Após a fase de adoção acelerada, executivos e conselhos de administração passam a exigir resultados concretos e métricas claras sobre o retorno dos investimentos em tecnologia
A inteligência artificial deixou de ser um projeto experimental para se tornar uma peça central na estrutura das grandes companhias. Nos últimos dois anos, organizações de quase todos os setores aceleraram investimentos em ferramentas de IA, contrataram especialistas e incorporaram tecnologias de automação em áreas críticas como marketing, vendas, operações e recursos humanos. Contudo, uma nova pressão tomou conta dos corredores corporativos: a necessidade urgente de provar onde toda essa inovação está gerando receita, reduzindo custos operacionais e refinando o processo de tomada de decisão.

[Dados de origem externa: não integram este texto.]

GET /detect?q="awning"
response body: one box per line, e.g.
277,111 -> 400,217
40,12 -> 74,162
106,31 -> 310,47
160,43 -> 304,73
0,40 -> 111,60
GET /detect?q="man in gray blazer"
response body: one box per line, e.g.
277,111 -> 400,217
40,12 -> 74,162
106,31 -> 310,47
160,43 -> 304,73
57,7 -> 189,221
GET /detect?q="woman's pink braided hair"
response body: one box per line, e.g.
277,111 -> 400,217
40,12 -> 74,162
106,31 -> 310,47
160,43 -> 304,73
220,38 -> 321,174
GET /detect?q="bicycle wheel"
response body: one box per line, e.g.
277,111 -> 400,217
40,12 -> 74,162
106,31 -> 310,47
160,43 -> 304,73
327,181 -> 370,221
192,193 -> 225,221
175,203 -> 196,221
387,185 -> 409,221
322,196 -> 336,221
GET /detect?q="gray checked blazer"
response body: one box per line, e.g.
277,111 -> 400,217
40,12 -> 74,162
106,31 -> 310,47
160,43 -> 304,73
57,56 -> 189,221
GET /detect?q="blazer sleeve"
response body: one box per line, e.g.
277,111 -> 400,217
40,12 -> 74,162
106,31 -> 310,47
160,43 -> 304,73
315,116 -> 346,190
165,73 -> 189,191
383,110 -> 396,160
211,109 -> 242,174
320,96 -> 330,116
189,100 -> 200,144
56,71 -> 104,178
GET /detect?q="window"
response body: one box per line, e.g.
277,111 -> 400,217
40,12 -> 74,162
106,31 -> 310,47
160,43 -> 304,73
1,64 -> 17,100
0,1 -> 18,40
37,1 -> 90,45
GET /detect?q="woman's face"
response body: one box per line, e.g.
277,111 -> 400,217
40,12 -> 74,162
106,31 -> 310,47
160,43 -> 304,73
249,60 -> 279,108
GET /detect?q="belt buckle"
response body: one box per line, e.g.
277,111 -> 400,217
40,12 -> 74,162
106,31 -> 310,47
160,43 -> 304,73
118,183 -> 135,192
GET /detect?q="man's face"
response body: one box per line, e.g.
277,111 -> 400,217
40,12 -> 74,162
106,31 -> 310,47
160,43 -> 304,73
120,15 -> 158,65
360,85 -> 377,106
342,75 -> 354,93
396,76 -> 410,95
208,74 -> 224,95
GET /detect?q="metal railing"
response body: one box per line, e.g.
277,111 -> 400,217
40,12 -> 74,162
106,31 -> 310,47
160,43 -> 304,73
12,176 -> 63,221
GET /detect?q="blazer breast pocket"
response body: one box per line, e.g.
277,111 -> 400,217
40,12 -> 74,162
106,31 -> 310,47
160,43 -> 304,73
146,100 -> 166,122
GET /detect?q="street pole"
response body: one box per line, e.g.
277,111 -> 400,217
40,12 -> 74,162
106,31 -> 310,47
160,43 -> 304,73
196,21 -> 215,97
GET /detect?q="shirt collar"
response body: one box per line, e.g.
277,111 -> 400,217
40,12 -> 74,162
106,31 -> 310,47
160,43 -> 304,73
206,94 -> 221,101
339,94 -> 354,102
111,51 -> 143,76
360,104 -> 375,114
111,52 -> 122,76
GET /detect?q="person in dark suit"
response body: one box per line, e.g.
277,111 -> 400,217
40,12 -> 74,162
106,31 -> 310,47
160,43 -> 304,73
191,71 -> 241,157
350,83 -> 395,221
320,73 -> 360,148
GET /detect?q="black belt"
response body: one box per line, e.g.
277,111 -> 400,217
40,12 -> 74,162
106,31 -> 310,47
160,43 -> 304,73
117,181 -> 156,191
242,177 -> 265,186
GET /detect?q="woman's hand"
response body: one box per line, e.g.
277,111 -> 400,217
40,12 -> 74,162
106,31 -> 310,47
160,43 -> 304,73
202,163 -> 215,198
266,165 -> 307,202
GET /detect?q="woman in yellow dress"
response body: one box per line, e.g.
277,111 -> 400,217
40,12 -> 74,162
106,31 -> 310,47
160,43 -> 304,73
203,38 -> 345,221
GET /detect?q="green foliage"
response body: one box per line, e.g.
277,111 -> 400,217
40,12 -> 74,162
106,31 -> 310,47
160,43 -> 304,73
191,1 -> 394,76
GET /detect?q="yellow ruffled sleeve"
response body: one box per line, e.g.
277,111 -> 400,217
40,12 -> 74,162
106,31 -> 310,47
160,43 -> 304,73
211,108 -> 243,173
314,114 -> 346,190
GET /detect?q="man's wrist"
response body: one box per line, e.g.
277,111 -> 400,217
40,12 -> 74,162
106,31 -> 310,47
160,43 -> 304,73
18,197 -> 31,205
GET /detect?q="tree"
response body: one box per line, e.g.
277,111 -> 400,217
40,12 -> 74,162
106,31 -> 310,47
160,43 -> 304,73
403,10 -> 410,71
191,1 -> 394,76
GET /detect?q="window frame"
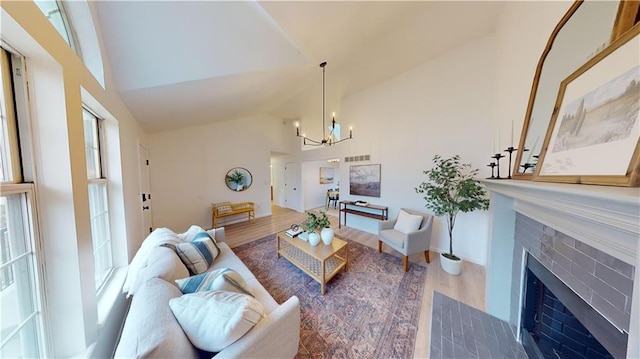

Essa mudança de foco marca uma transição fundamental no mercado global. Se entre 2023 e 2025 a prioridade absoluta foi testar e adotar o quanto antes, o cenário atual exige uma prestação de contas rigorosa. Segundo Juliana Velozo, executiva com atuação internacional e especialista em estratégia e transformação de negócios, muitas corporações avançaram na implementação, mas poucas conseguem demonstrar com clareza o impacto financeiro efetivo dessas ferramentas. O questionamento central mudou, e conselhos de administração não aceitam mais apenas a promessa de inovação como justificativa para gastos elevados.
O erro mais recorrente, aponta a especialista, é medir o sucesso da inteligência artificial através de indicadores superficiais, como o número de licenças adquiridas ou a quantidade de colaboradores utilizando as plataformas. A adoção tecnológica, por si só, não cria valor. O verdadeiro sucesso de um projeto de IA reside na sua capacidade de melhorar decisões, eliminar desperdícios, elevar a produtividade ou fomentar um crescimento sustentável para a empresa. Organizações que tratam a tecnologia como o fim, e não como o meio, acabam presas em ciclos de testes que consomem recursos sem trazer retorno perceptível.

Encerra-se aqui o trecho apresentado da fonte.